Mit dotyczący niestabilnych rynków można streścić w następujący sposób: skoro popyt na określony produkt zależy od czynników zewnętrznych – prognozowanie sprzedaży staje się wróżeniem, a długotrwałe prognozy sprzedaży nie mają sensu. Jeżeli sprzedaż w Twoim dziale zależy od czynników, których nie możesz kontrolować, można opracować dobrą prognozę sprzedaży nawet dla dynamicznie zmieniających się rynków.

Przykładowo, w branży piwowarskiej kluczowe znaczenie ma to, jaka pogoda będzie w czasie wakacji. Brak awansu piłkarzy na mistrzostwa świata przełoży się prawdopodobnie na zmniejszone spożycie piwa, a zimne lato to już niemal gwarancja zmniejszonych obrotów. Jeżeli rynek, na którym działa Twoja firma, jest rynkiem młodym lub dynamicznie się rozwija, istnieje znaczne prawdopodobieństwo, że będzie to rynek mało stabilny. Adam Turzyński z firmy Esselte stwierdził kiedyś, że:

„Trudno jest prognozować sprzedaż w Polsce, bowiem występuje stosunkowo duża nieprzewidywalność zachowań rynku. Do tego dochodzą mankamenty systemu informatycznego, co powoduje konieczność ciągłych korekt i nadzoru stworzonej prognozy”.

Rozwiązanie: podejście wariantowe. Jeżeli działasz na mało stabilnym rynku, dobrą praktyką jest dobranie odpowiedniej metody prognozowania i ustalenie przedziałów prognozy sprzedaży w zależności od czynników zewnętrznych. Nigdy nie możesz przewidzieć dokładanie, co się wydarzy na rynku i jaki będzie trend, lecz identyfikacja czynników ryzyka przysparza znacznie mniej trudności. Dobra prognoza powinna uwzględnić kilka wariantów, zależnie od rozwoju kluczowych wydarzeń.

Na co zwrócić uwagę tworząc prognozę? Podsumowanie

Na sukces prognozy składają się dwa czynniki: dobry system CRM z rozwiniętymi możliwościami analitycznymi i metodami prognozowania oraz pomysłowość i zdolności osoby, która analizuje dane zawarte w raporcie z prognozowania sprzedaży. Tworzenie prognozy sprzedaży i analizę wyników działu, musisz uzupełnić o tak wiele czynników, ile jesteś w stanie. W szczególności twoją uwagę powinny zwrócić działania firm konkurencyjnych, dynamiczny rozwój pokrewnych branż, rozwój technologiczny we własnej branży możliwy w przyszłości, zmiana trendu dotyczącego określonych produktów oraz trend panujący na bardziej rozwiniętych rynkach.

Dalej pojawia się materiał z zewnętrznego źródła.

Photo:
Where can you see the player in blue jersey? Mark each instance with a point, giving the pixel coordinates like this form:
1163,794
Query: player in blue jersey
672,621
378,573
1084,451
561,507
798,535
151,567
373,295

Pomocna może okazać się określenie odpowiedzi na m. in poniższą listę pytań:

  1. Jakie firmy mogą odebrać Ci klientów?
  2. Czy firmy konkurencyjne wypuściły na rynek coś nowego w ostatnim miesiącu, kwartale lub roku?
  3. Jak aktualnie wygląda stan działań marketingowych konkurencji?
  4. Jakie nowe możliwości pojawiają się w związku z rozwojem branży?
  5. Czy klienci zaczęli korzystać z produktu w nowy sposób? Co się zmieniło? Dlaczego? W jakich ramach czasowych?
  6. Czy trendy w krajach bardziej rozwiniętych powtórzą się w Polsce? Jak przygotować się na nadchodzące w przyszłości trendy?